Mickey Glantz is an El Niño researcher in Boulder, Colorado. He says the warm-water El Niño system can have ripple effects all over the work. He says, They call it teleconnections." He has studied El Niños going back to 1951, calls the current one extraordinary and says, "the bigger they are the bigger the ripple or the ripples.
For instance, if we get wet systems in the Pacific "You've got drought in Zimbabwe." He puts it this way. "It's like squeezing a balloon. You squeeze a balloon in one place it increases pressure in lots of other places."
Closer to home, oceanographer Dr. Jerry Schubel says "it's a global phenomenon" and effects different parts of the world in different ways.
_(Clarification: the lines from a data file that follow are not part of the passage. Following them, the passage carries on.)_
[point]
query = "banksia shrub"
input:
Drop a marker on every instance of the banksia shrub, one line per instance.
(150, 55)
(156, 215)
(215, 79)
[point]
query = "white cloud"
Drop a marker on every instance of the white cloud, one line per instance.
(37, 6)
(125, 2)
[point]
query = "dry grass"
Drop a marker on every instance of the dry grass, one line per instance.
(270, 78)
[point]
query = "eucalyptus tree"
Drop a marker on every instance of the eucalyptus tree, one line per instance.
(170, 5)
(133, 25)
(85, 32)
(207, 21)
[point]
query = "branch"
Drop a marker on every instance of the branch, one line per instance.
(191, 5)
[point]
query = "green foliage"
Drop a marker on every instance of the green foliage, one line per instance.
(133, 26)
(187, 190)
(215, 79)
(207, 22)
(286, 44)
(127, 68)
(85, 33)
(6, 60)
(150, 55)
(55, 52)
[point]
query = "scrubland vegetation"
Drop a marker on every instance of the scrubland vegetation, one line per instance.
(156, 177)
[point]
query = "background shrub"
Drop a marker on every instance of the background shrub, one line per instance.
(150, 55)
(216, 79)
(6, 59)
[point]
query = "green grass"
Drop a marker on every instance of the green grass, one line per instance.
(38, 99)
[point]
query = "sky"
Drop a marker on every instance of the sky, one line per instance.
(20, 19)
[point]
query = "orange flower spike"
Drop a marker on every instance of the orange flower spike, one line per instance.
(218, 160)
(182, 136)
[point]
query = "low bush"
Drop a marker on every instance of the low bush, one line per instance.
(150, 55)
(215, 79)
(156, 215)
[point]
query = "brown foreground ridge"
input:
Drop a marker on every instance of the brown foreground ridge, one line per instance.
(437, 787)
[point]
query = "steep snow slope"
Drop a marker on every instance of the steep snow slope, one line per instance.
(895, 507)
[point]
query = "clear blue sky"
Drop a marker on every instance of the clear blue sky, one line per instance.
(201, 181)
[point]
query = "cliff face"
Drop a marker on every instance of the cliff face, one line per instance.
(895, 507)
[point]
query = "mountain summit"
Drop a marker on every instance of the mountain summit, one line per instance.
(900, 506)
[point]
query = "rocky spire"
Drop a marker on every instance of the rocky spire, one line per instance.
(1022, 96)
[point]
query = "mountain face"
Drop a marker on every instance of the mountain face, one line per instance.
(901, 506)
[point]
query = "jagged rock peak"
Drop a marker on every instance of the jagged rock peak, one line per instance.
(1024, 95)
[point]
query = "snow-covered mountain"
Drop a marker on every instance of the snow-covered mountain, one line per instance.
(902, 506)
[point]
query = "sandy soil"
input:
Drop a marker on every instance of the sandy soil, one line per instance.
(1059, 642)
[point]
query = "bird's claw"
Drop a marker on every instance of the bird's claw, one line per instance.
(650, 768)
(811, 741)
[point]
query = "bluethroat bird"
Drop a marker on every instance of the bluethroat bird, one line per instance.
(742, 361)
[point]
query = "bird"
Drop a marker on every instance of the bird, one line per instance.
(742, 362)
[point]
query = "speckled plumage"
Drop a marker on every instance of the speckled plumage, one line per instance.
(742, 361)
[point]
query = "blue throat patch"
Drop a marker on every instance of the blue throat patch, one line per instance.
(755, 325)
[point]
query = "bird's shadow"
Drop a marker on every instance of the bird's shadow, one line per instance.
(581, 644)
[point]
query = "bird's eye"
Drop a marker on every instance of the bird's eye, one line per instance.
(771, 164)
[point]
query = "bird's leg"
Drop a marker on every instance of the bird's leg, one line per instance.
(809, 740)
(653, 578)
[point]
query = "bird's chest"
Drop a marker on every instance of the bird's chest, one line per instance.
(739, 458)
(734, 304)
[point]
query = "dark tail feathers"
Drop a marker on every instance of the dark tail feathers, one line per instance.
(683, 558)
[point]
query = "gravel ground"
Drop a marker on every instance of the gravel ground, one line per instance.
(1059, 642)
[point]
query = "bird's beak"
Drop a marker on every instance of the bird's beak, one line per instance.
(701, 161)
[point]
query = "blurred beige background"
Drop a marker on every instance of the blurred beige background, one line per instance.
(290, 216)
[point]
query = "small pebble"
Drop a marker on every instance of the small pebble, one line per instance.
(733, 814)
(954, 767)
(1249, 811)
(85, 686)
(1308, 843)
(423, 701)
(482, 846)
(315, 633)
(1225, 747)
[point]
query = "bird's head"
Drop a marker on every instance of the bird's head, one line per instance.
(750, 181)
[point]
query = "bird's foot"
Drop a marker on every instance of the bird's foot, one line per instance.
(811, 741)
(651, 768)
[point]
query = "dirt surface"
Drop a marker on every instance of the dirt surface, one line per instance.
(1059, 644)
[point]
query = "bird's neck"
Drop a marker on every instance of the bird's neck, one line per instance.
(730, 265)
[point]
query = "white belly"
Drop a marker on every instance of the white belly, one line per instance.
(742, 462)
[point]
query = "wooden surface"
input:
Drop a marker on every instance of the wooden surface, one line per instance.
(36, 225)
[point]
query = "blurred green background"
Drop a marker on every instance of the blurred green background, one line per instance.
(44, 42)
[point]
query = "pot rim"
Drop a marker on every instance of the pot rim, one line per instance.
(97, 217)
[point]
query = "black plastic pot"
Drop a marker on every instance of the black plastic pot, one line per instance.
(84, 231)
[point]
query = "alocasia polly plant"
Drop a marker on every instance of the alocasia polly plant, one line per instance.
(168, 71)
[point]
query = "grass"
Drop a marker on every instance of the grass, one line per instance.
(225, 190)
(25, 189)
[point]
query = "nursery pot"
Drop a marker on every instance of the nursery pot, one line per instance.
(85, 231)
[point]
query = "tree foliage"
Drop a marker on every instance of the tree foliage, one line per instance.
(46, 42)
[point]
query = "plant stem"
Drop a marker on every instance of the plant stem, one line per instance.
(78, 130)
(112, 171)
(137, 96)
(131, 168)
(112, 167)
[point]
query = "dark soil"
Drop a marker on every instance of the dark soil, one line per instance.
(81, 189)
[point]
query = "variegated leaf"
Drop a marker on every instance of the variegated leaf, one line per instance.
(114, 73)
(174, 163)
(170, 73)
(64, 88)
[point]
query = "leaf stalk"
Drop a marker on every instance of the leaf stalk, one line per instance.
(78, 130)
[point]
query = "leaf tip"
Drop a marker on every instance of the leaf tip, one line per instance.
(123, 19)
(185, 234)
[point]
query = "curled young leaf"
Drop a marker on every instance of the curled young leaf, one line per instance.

Schubel, whose President of the Aquarium of the Pacific says in these situations, "Eastern Austrailia typically has severe drought. If you look at Ethiopia they often get heavy rains that can cause flooding and affect their cereal crops and cause starvation."
He adds, "It also has implications for marine life which can only adjust to certain temperature ranges. It has implications for coral reefs."
Meanwhile, Mickey Glantz says, with some level of confidence that in Southern California, "you guys are going to get wet. I don't know how wet."